A bit of history. I first learned about search and indexing in 2012. We were using Lucene for indexing content (specifically journals) for two CMS projects for a Fortune 500 scientific publisher.
I started using Elasticsearch seriously a few years back. Prior to that, I was playing with it casually. I was building a mini search "engine" in my startup, where we need to index and search a large volume of high-dimensional and high-resolution (think 10K pixels) of medical images and its meta-data in soft real-time. It's one of the two core feature in our product offering where we strive a quick turn-around time from diagnosis to physician (doctor) getting back the results to the patients. Back then, we were out to modernized the radiology era that was stuck in non-digital practices. I knew it's a hard challenge. Although my startup was defunct now, I'm proud of my achievement.
Loosely speaking, I think there's always more to learn about Elasticsearch (actually applies to every technogies out there). In my previous works, I know I can barely get away by learning just enough and start solving problem. Ideally, I tell myself that I can always learn on the job. But in reality, at least in my personal experiences so far, that never happened.
Since I left my full-time role, I took the chance to properly study things that I promised myself to revisit one day. And here I'm, learning Elasticsearch! ^_^
I love books. It's underrated. So, I choosed Elastic in Action for the start. I hope I can get to an effective level by studying and practicing along this book. :)
I'm a few chapters in now. This is a nice and well writen book. I think it has a good balance of theory and practical examples. I would recommend you to pick this book if you don't yet understand Elasticsearch basic terminology such as index, document, mapping, and query DSL. It will be part of my reference material.
Aside from that, I also just started learning Apache Kafka through the Effective Kafka book. I'm quite a Kafka newbie. Kafka and Elasticsearch combo, why not? Actually, I'm experimenting a learning technique - I want to understand connected learning strategy (in similar fashion like spaced learning method).
Just to share, I've written some quick notes below on Elasticsearch for my future self :P
This is from Part 1 "Core Elasticsearch Functionality".
To understand how data is organized in Elasticsearch, we'll look at it from two angles:
- Logical layout — What your search application needs to be aware of. The unit you'll use for indexing and searching is a document, and you can think of it like a row in a relational database. Documents are grouped into types, which contain documents in a way similar to how tables contain rows. Finally, one or multiple types live in an index, the biggest container, similar to a database in the SQL world.
- Physical layout — How Elasticsearch handles your data in the background. Elasticsearch divides each index into shards, which can migrate between servers that make up a cluster. Typically, applications don't care about this because they work with Elasticsearch in much the same way, whether it's one or more servers.
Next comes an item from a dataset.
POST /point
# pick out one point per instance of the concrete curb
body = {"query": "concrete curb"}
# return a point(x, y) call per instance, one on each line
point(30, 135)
But when you're administering the cluster, you care because the way you configure the physical layout determines its performance, scalability, and availability.
Figure 1 llustrates the two perspectives.
Figure 1: An Elasticsearch cluster from the application's and administrator's points of view
When you index a document in Elasticsearch, you put it in a type within an index. You can see this idea in figure 2, where the get-together index contains two types: event and group. Those types contain documents, such as the one labeled 1. The label 1
is that document's ID.
Figure 2 Logical layout of data in Elasticsearch: how an application sees data
- The Elasticsearch Handbook - Go pro with step-by-step solutions to 20+ real-world Elasticsearch challenges.
- Getting Started with Elasticsearch - For the busy people who prefer to learn the basics of Elasticsearch in a more practical way and just enough theory. This is sort of an abridged version of the Definitive Guide.
- Elasticsearch For Beginners: Indexing your Gmail Inbox - Hands-on learning with a simple and real-world scenario.
- How Discord Indexes Billions of Messages Using Elasticsearch - I really enjoy this write-up. Always interested in learning how companies apply a piece of tech to solve their problems.
- Elasticsearch from the Bottom Up (2013) and Elasticsearch from the Top Down - We used Lucene (and Solr) back in 2012 for indexing our CMS data (content of scientific journals) written in C#. If I remember correctly, I read these two articles in 2014. The articles introduced me to Elasticsearch, although I didn't use Elasticsearch for any serious projects and I only play with it casually before 2017. But I think what make Elasticsearch concepts sticked with me till this day is due to how I'm being taught by these two articles - the bottom-up and top-down learning style.
- Beginner's guide to Elasticsearch - This welcoming guide was by a Developer Advocate at Elastic.
- Indexing and Querying Telemetry Logs with Lucene - They reached the limits of Elasticsearch. They shared the lessons learnt from switching over from the Elasticsearch backend to the Lucene backend.